The government knows for a fact that Wednesday's deal will lead directly to the murder of more Israelis and to the abduction and murder of more IDF soldiers. It simply doesn't care. The Olmert-Livni-Barak-Yishai government doesn't care about protecting the public. It only cares about tomorrow's headlines. And Wednesday's deal allowed Prime Minister Ehud Olmert, Foreign Minister Tzipi Livni, Defense Minister Ehud Barak and Industry, Trade and Labor Minister Eli Yishai to give speeches where they waxed poetic about Israel's loyalty to its dead soldiers and to have their pictures taken as they leaned somberly over Regev's and Goldwasser's flag-draped coffins.
They looked so impressive in those photos that it was easy for the public to miss what they had just done. The public could have easily missed the fact that in their "deeply moral, and patriotic" decision to trade Samir Kuntar - who murdered four-year-old Einat Haran by crushing her skull on a rock after he executed her father Danny in front of her - for Regev's and Goldwasser's body parts, these politicians signed the death warrants of untold numbers of Israelis. And if they go forward with their pledge to release a thousand terrorists for IDF hostage Gilad Schalit, they will sign the death warrants of still more Israeli men, women and children.
THE GOVERNMENT'S devotion to its yesterday-to-tomorrow's-headlines policy horizon is fed by the local media. Disgracefully, the Israeli media's coverage of events is so mindlessly shallow that senior journalists simply refuse to make any connection between tomorrow's threats and today's decisions. That this is the case was born out in the media's grotesque treatment of Wednesday's corpses-for-murderers swap.

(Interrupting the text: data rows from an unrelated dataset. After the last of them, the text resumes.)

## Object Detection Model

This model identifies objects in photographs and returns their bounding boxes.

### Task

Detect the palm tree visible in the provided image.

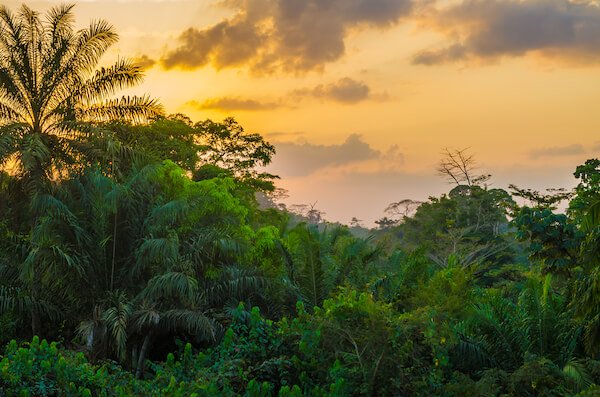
[0,5,161,334]
[0,5,161,187]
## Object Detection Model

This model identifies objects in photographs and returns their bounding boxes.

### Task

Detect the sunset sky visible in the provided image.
[3,0,600,225]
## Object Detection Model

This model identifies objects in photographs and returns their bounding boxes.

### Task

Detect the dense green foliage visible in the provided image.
[0,3,600,397]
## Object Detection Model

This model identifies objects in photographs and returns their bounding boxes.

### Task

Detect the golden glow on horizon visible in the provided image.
[5,0,600,223]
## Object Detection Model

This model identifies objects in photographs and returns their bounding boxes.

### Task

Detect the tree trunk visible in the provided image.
[135,331,152,379]
[31,272,41,336]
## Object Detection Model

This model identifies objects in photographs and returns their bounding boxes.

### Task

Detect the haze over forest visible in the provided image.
[0,0,600,397]
[3,0,600,225]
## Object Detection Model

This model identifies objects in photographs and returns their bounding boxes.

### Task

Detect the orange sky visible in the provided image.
[3,0,600,224]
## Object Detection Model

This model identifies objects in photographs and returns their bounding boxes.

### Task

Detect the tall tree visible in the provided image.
[0,5,161,334]
[0,5,161,191]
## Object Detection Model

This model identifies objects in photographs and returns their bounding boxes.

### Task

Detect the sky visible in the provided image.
[3,0,600,226]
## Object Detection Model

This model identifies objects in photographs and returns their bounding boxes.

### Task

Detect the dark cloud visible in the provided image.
[162,0,413,74]
[530,144,585,159]
[133,55,156,69]
[188,77,380,111]
[269,134,381,176]
[413,0,600,65]
[188,97,281,111]
[294,77,370,103]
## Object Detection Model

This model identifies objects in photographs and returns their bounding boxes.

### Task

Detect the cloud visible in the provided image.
[530,144,585,159]
[269,134,382,177]
[413,0,600,65]
[293,77,371,104]
[195,77,389,111]
[161,0,413,74]
[133,55,156,69]
[187,97,282,111]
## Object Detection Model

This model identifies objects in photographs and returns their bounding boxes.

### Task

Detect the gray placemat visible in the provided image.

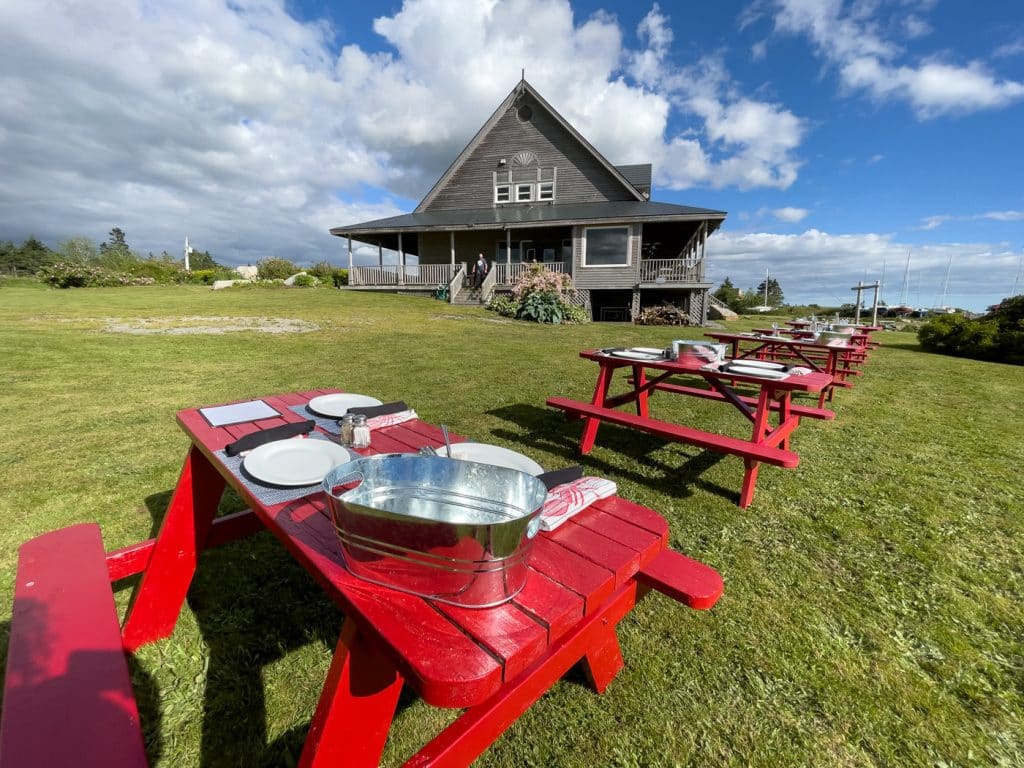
[216,434,327,507]
[288,406,341,434]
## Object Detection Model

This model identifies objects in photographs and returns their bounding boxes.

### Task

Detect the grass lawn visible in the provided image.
[0,284,1024,768]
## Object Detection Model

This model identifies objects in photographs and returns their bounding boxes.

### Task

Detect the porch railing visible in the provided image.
[640,259,701,283]
[348,264,460,288]
[492,261,565,286]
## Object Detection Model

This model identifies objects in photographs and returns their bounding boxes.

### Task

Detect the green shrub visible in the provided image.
[517,291,565,326]
[256,258,300,280]
[487,294,519,317]
[37,261,156,288]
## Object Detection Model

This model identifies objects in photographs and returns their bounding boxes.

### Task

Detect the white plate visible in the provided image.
[608,349,665,360]
[446,442,544,475]
[309,392,383,419]
[242,438,352,485]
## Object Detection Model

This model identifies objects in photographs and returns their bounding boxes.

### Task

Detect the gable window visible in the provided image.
[583,226,630,266]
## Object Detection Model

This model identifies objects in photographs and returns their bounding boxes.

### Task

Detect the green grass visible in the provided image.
[0,283,1024,768]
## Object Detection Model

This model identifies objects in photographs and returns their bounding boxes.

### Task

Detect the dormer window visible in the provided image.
[494,161,558,205]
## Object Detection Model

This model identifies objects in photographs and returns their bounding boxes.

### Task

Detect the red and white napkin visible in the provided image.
[367,409,419,431]
[541,477,618,530]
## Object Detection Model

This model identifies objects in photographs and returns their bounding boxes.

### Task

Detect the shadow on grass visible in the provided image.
[137,487,417,768]
[487,403,739,503]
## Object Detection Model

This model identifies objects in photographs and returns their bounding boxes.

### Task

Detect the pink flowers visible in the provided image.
[512,264,572,301]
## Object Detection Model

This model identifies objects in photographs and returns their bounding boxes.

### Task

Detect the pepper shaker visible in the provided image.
[338,414,355,447]
[352,414,370,447]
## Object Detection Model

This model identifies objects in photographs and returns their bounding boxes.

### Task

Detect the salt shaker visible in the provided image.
[338,414,355,447]
[352,414,370,447]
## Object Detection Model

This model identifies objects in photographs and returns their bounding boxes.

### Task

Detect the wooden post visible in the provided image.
[398,232,406,286]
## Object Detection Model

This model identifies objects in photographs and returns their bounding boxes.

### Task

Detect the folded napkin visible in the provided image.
[224,419,316,456]
[348,400,409,421]
[541,477,618,530]
[366,409,420,430]
[537,464,583,490]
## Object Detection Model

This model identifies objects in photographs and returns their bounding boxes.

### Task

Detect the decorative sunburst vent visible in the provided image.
[512,150,537,168]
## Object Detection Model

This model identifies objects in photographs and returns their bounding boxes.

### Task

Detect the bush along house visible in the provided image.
[331,75,726,325]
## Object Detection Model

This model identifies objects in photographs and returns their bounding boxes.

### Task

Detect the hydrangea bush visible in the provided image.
[487,264,589,325]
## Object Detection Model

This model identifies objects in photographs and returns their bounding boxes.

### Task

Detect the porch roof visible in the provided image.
[331,200,726,240]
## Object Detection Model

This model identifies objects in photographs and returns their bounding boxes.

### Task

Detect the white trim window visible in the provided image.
[583,226,630,266]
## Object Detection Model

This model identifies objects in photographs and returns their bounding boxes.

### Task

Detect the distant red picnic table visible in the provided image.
[547,349,835,508]
[0,390,722,768]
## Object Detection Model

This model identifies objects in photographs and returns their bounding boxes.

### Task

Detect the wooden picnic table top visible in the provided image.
[116,389,721,765]
[580,349,833,393]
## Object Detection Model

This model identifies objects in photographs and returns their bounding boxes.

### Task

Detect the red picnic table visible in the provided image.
[0,390,722,768]
[547,349,835,508]
[705,331,866,408]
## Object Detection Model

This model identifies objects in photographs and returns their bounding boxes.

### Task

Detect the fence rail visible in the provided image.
[640,259,701,283]
[348,264,461,288]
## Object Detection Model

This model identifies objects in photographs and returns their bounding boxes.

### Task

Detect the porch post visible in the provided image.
[503,229,512,285]
[398,232,406,286]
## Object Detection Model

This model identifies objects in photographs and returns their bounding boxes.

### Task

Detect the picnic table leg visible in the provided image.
[580,365,612,454]
[633,366,648,419]
[583,625,626,693]
[299,618,403,768]
[121,445,224,650]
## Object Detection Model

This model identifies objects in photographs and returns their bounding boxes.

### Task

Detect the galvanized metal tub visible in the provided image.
[324,454,547,608]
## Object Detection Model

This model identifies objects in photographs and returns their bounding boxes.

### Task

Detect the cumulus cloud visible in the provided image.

In the weeks leading up to the government's decision to accept this Faustian bargain, the media cast the issue as the personal affair of the Regev and Goldwasser families and ignored completely the ramifications of the deal for the Israeli people as a whole. In their puerile depiction of the story as a personal story, the media stooped to treating Kuntar as the personal enemy of the Haran family, instead of as the enemy of the Jewish people as a whole. Refusing to note the national repercussions of the deal, the media acted as though the entire story was a struggle between opposing families: the Regevs and Goldwasser on one side and the Harans on the other. Israel as a nation was nothing but an abstract, unimportant bystander.
Given the media's refusal to cover anything that they can't personalize and trivialize, the media are incapable of adequately reporting the danger that Iran's nuclear program constitutes to Israel as a whole. And since they will not concentrate on this basic reality, the Olmert-Livni-Barak-Yishai government feels no pressure to contend with the danger. It is a non-story. And non-stories produce no policies.
Aside from that, although a successful strike on Iran's nuclear facilities would win them considerable clout with the public, an unsuccessful attack would end their political careers. And their careers are the only thing Israel's leaders are concerned with.
This being the state of affairs in Israel today, all the open doors in all the world won't help Israel in its moment of crisis. Only two things can guarantee that Israel's leaders will act against Iran. Either someone will come up with a way to guarantee success - and this is not likely; or the government will fall and the nation will elect new leaders who understand their responsibility for Israel's national destiny and are capable of walking the nation through that open door.